É um modo de produção quase artesanal
MIGUEL DIAS: Aqui estamos a falar de artesanato e é evidente que a qualidade e o fascínio dos filmes dela também vivem muito desse tempo que dura a produção e da técnica que ela utiliza: visualmente procura reproduzir nas animações que faz técnicas de gravura. Por exemplo, no primeiro filme “ «A Noite» (1999), se pensarmos na técnica daquele filme é incrível, porque é um filme de animação feito em placas de gesso. Depois, no «História Trágica com Final Feliz» (2005) já fez gravura em papel e, finalmente, nos filmes mais recentes, feitos em co-produções com o National film Board do Canada, foram os próprios técnicos que desenvolveram, por processos digitais próprios para a realizadora portuguesa trabalhar de forma a ter uma produção, apesar de tudo, menos demorada, a esse nível.
Mas ainda assim estamos a falar de processos digitais que imitam o aspeto visual das gravuras. Nesta Técnica, para além do aspeto estético, há uma forma de retratar as coisas de muito mais expressiva: a gravura vive muito da luz e da sombra, dos contrastes – e é isso que encontramos muito bem feito nos filmes dela. São trabalhos extremamente minuciosos e também é isso que provoca o fascínio das suas obras.

E a temática dos filmes da Regina?
MIGUEL DIAS: Para além da coerência estética, tem um universo muito próprio. Todos os filmes dela têm uma componente autobiográfica, como por exemplo, este último, «O Tio Tomás e a Contabilidade dos Dias» (2019), mas mesmo o primeiro, «A Noite» (1999), tem a ver com os seus medos de infância, medo do escuro e da noite e até, nesse filme, convidou a própria mãe para cantar aquela cantiga de embalar. Portanto, este universo próprio e esta componente autobiográfica constituem sempre histórias sobre personagens que são
Singulares?
MIGUEL DIAS: Singulares e inadaptadas ao nosso mundo. Sentem que têm alguma coisa que é diferente das outras pessoas e essa forma de encarar a diferença. Existe esse interesse pelas pessoas que são diferentes. Mais até pelas caraterísticas interiores, emocionais.
Essa foi uma das razões, ou a principal, que vos levaram a fazer esta programação dedicada à obra da Regina Pessoa?
MIGUEL DIAS: E foi num momento em que ela acaba de fazer aquele que é para mim o seu melhor filme até hoje, este último, «O Tio Tomás e a Contabilidade dos Dias» (2019).
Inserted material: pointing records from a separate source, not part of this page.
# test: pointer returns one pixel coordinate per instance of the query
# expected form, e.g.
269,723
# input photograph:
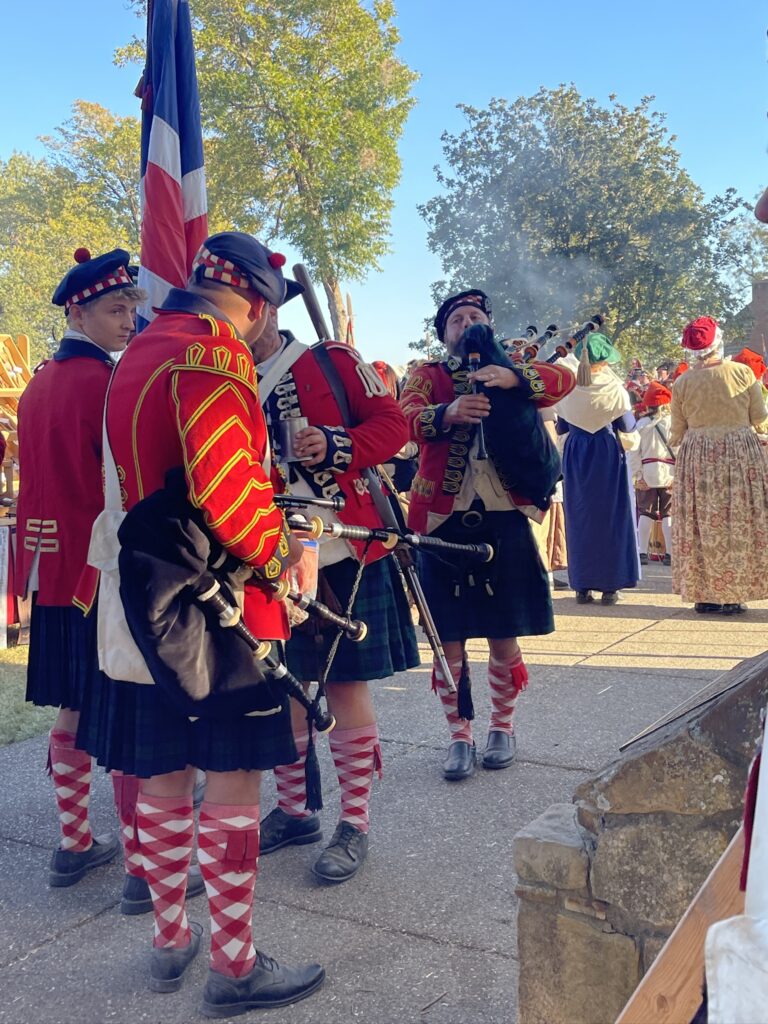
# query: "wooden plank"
671,991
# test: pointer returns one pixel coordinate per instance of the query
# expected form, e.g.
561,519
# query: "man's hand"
295,550
467,409
311,445
492,376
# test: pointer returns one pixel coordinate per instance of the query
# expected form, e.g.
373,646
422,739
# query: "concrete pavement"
426,934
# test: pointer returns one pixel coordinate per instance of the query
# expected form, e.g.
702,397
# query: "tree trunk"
337,308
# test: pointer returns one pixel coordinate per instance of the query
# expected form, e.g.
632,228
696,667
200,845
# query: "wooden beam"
671,991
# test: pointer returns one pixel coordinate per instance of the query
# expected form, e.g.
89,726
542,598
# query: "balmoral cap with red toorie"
92,276
239,260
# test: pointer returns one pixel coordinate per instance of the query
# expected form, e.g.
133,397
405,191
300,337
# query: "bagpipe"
512,435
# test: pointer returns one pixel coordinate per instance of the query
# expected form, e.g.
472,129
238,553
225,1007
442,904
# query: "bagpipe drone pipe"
517,443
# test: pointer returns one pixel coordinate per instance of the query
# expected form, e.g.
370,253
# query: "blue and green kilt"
137,729
381,602
62,660
508,597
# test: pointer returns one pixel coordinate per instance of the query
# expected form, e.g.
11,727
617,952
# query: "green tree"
560,208
83,193
303,103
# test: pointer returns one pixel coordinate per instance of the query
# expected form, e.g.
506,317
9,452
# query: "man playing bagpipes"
59,436
327,458
183,406
460,496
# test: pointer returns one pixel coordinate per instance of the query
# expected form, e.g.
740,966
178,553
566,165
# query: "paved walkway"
427,933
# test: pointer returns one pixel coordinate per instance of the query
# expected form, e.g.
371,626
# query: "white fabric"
594,407
119,656
270,372
655,474
736,949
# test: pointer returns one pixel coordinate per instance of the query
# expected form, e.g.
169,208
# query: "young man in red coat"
184,398
330,457
462,497
60,495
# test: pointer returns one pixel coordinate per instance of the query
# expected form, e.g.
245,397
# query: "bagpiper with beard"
460,498
183,401
60,495
331,459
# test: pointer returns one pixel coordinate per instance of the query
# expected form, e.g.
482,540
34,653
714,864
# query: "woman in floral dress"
720,494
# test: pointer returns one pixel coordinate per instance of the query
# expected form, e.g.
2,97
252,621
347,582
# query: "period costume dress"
599,511
720,495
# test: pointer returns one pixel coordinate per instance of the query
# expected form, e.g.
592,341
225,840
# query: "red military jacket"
429,391
379,429
59,451
184,393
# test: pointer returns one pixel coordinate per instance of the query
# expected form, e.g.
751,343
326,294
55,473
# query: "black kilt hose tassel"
464,698
311,773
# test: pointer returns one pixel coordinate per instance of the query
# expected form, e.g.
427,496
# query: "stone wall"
603,881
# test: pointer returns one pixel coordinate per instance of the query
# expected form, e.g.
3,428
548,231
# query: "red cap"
753,360
656,394
700,334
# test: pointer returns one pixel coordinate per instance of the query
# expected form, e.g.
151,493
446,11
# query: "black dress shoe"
501,750
460,761
268,984
67,867
137,899
280,828
343,856
167,966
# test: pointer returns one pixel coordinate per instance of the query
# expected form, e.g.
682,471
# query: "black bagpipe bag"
518,444
166,551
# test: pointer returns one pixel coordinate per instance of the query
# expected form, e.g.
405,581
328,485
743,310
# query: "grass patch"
18,720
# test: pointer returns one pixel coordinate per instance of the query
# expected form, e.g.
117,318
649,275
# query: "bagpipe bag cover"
166,549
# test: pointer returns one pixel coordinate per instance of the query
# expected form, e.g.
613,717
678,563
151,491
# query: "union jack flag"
174,208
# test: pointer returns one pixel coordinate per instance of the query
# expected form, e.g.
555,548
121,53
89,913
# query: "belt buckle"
471,519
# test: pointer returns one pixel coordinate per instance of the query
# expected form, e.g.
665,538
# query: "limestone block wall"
603,881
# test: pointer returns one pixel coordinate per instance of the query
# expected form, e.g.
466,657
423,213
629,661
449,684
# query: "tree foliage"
560,208
83,193
303,103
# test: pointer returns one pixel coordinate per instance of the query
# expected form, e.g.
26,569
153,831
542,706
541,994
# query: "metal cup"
288,430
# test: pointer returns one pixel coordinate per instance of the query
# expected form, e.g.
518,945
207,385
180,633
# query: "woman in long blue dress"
598,503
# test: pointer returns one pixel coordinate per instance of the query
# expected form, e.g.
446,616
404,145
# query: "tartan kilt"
62,664
136,729
520,604
382,603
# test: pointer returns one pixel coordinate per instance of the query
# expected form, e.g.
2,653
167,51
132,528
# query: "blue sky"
706,65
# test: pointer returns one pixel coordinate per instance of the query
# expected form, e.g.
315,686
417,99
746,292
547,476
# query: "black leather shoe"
460,761
167,966
733,609
136,898
67,867
501,750
268,984
280,828
343,856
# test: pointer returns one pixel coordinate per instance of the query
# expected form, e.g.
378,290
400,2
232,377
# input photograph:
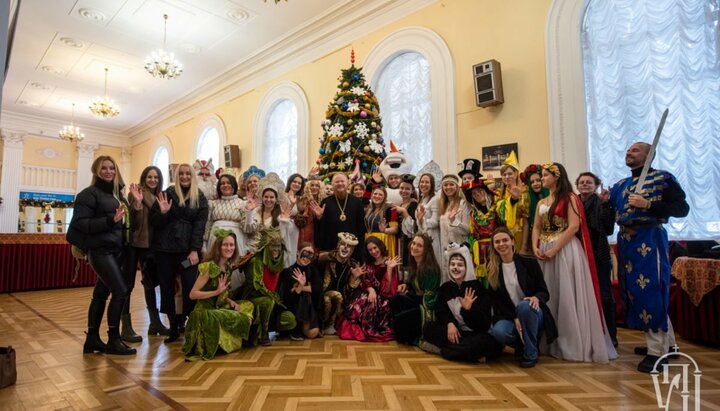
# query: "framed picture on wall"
493,156
171,169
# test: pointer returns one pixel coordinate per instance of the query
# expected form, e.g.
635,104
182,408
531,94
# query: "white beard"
207,188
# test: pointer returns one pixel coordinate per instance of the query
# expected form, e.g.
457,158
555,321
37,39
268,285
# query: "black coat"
181,229
532,284
477,317
92,226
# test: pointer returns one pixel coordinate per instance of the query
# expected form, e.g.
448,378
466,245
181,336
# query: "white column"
11,175
125,163
86,155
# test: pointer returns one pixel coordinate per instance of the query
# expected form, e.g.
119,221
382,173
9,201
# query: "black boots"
156,326
173,333
93,343
115,345
128,334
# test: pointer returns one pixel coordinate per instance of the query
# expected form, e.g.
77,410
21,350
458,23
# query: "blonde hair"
118,182
493,267
193,194
446,201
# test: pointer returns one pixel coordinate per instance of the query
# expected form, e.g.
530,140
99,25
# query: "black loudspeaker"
232,156
488,84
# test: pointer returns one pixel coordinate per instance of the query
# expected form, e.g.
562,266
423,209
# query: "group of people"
461,272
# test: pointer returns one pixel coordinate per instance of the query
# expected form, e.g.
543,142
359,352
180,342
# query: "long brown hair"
215,252
495,260
428,262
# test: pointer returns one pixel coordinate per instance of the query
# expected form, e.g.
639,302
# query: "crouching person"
462,314
338,265
519,297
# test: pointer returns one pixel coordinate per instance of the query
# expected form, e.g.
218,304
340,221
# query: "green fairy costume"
263,276
213,323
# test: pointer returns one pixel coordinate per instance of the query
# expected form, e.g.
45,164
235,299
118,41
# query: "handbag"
8,370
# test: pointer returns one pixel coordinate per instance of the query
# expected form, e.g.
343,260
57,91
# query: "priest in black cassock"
340,212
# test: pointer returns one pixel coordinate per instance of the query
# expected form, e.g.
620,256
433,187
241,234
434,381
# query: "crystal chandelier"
104,108
161,63
72,132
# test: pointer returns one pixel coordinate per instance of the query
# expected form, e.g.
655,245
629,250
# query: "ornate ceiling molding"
344,23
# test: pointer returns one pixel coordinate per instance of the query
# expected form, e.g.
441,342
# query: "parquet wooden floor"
46,328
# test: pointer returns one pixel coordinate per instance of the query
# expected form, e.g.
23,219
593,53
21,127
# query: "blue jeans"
505,333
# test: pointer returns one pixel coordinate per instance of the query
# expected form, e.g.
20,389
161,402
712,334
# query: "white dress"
430,225
572,298
227,212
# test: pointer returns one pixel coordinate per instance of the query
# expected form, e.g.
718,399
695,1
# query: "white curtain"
640,57
280,144
209,146
403,92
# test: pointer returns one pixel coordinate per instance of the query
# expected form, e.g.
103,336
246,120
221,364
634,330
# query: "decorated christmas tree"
352,141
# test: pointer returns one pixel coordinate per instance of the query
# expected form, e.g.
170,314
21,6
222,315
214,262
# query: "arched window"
209,146
641,56
424,54
281,130
281,138
403,92
161,160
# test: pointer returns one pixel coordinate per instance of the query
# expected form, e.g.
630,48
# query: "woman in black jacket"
462,314
519,297
97,226
178,218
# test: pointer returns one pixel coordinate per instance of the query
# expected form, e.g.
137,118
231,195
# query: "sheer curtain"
161,160
641,56
280,144
403,92
209,146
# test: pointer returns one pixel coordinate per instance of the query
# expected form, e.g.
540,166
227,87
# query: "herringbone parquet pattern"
46,328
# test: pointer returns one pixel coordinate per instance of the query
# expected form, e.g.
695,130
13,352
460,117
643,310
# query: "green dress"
213,324
270,313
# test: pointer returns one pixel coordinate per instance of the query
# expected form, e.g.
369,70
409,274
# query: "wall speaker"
232,156
488,84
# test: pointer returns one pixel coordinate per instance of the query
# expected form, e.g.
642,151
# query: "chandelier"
104,108
161,63
72,132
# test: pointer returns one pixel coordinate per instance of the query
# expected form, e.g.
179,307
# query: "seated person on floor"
216,322
262,277
462,314
337,265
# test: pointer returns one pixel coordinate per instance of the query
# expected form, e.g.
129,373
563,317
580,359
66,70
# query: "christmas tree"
352,137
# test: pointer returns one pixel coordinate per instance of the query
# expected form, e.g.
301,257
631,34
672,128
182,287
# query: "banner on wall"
48,197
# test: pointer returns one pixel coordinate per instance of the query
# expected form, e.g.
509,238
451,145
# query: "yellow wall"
65,153
510,31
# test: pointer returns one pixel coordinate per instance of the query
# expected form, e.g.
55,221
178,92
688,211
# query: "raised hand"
358,270
136,194
453,333
470,297
393,262
164,203
420,213
316,209
377,176
119,213
222,284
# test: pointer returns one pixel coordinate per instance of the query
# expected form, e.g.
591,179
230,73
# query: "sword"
651,153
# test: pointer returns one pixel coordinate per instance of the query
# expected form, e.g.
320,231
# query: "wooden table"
39,261
695,305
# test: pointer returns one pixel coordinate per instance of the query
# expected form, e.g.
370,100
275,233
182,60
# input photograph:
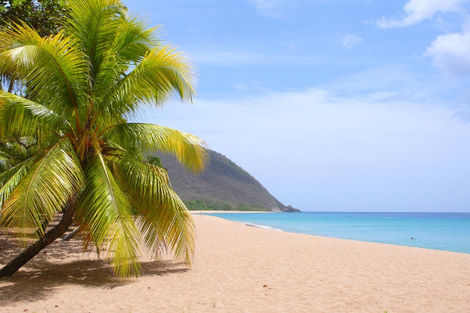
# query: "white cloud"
237,58
419,10
300,143
351,40
270,8
451,53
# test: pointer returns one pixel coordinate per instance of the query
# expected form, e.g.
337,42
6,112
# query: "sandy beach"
238,268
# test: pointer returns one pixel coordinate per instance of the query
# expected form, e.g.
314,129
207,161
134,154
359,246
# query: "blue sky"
333,105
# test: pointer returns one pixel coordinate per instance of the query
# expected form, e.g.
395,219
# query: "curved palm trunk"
30,252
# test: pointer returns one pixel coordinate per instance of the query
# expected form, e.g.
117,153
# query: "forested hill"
222,186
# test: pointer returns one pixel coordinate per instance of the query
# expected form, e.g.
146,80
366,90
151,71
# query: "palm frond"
10,178
53,179
162,215
160,74
22,117
94,24
105,215
53,68
187,148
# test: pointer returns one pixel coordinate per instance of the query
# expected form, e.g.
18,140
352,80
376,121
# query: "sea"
440,231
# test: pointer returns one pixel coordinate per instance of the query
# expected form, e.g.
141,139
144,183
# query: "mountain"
222,186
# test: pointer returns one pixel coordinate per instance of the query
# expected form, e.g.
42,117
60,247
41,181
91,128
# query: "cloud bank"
416,11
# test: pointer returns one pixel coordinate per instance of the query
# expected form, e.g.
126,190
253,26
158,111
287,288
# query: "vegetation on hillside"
66,149
200,205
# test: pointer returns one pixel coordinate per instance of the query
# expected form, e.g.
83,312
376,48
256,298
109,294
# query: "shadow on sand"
53,268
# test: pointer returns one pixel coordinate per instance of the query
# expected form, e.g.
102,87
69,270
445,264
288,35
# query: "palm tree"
67,150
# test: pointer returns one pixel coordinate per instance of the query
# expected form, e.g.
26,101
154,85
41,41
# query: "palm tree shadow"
41,276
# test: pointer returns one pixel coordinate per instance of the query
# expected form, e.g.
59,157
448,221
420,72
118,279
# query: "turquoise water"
442,231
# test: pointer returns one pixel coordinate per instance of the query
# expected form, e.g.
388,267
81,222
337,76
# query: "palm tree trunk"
30,252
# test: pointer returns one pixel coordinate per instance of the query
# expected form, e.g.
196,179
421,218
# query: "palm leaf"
53,179
53,68
29,117
187,148
161,73
163,217
105,215
10,178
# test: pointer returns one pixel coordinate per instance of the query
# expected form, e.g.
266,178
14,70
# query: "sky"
333,105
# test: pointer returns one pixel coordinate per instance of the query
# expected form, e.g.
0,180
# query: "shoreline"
238,268
223,212
338,238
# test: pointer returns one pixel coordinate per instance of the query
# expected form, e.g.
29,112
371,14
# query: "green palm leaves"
78,88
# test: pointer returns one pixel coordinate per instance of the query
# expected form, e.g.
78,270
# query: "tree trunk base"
30,252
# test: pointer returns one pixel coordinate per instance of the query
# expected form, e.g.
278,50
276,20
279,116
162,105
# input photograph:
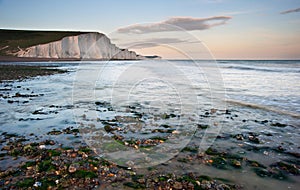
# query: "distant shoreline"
33,59
20,72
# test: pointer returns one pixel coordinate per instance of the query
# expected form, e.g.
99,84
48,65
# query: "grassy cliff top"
10,40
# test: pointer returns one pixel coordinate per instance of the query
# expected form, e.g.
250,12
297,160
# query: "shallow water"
263,97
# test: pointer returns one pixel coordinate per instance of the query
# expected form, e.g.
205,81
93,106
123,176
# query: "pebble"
177,185
37,184
73,168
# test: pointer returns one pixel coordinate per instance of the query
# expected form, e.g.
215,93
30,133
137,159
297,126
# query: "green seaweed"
28,182
85,174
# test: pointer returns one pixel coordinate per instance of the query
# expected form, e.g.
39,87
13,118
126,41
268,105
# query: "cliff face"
83,46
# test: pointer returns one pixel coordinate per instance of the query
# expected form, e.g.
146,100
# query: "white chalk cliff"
85,46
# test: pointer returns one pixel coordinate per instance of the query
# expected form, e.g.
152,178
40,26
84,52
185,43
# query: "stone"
73,168
177,185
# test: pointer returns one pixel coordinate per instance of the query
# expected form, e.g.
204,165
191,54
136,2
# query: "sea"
259,98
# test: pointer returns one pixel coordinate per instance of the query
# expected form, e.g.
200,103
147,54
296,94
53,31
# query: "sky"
173,29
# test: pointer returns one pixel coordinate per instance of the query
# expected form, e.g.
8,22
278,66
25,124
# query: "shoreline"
33,59
20,72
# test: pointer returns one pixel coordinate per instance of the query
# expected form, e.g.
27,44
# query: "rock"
90,46
73,167
223,187
141,180
236,164
177,185
37,184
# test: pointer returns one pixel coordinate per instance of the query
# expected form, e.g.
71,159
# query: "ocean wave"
279,70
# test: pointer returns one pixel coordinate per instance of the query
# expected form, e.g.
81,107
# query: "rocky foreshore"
41,160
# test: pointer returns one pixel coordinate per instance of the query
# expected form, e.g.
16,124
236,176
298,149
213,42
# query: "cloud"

Esteve quase a entrar nos nomeados para os Óscares e agora está nos finalistas do European Film Academy (EFA).
A Regina é uma cineasta decisiva na evolução do cinema de animação em Portugal, não é?
MIGUEL DIAS: Pelo menos na sua repercussão internacional, juntamente com mais duas ou três pessoas, com certeza que é. Não é a única, há outras pessoas, mas é daquelas pessoas que em termos de presenças e festivais de cinema, não há nenhum caso no cinema português ou ninguém que tenha os filmes em tantos festivais em todo o mundo como a Regina, e com tantos prémios.
Até mesmo a escolha da Regina como membro da Academia de Artes e Ciências Cinematográficas de Hollywood…
MIGUEL DIAS: Por exemplo! Não há muitos. Neste caso existe uma estreia (dos filmes da Regina Pessoa), depois o filme fica em cartaz como se fosse uma longa-metragem que esteja em exibição. Pelo menos uma semana! Portanto fica até ao dia 23 de Dezembro. Se correr bem até ainda fica mais uma semana. Seria bom sinal.
Fica em complemento doutra obra em cartaz?
MIGUEL DIAS: Não, não. Como uma pequena sessão de 30 e tal minutos. Como uma pequena sessão com um bilhete a condizer.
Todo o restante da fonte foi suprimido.